Sousa: “L’importante è chiudere e vincere le partite ma guardo anche al gioco. Tello ci può dare tanto sulla profondità”

A Mediaset Premium Paulo Sousa parla così: “Bergamo non era un campo semplice ma i ragazzi si sono adattati abbastanza bene ad un campo difficile e dopo cercando di spingere nel secondo tempo, quando siamo andati in vantaggio. Subito poi in un contropiede abbiamo raddoppiato e potuto gestire meglio la vittoria. Purtroppo su due angoli, il primo per un aggiustamento di marcatura mancato, il secondo dopo una seconda giocata su cui serviva più attenzione, abbiamo subito gol. Potevamo stare più tranquilli alla fine ma abbiamo raggiunto la vittoria, che era l’importante. Più concretezza che bellezza? Io guardo entrambe le cose, la concretezza e l’efficacia, l’intensità mentale giusta. Nel nostro gioco, contro una squadra che difende bene, il campo ci ha penalizzato nella possibilità di dare velocità di gioco. I ragazzi comunque si sono adattati bene, l’importante comunque nel corso della stagione è riuscire a chiudere e vincere le partite. Più importante stima società o quella di calciatori o tifosi?
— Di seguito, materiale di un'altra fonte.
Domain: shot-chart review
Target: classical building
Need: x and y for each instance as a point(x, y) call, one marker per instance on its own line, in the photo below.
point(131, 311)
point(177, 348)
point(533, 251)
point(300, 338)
I migliori comunicatori sono quelli che ascoltano di più, in questo gioco sappiamo che ci sono tanti cambiamenti di umore, da parte dei calciatori e dei tifosi, dipende tutto dai risultati. Quando hai una società con una cultura importante internamente, con delle regole per tutti, si riesce a creare un’identità comune. Tattica in base agli impegni europei? Da un lato ho usato una gestione del minutaggio, con Borja ad esempio perché credevo di avere una superiorità numerica con Mati a centrocampo, profondità su una fascia con Tello, per avere il controllo del possesso palla per poter arrivare nell’ultimo terzo di campo a concludere. Con i cambi abbiamo abbassato leggermente il nosttro blocco per poter attaccare maggiormente la profondità. Sono contento perché la squadra riesce recepire le indicazioni. Tello è un giocatore che ci può aiutare a questo livello”.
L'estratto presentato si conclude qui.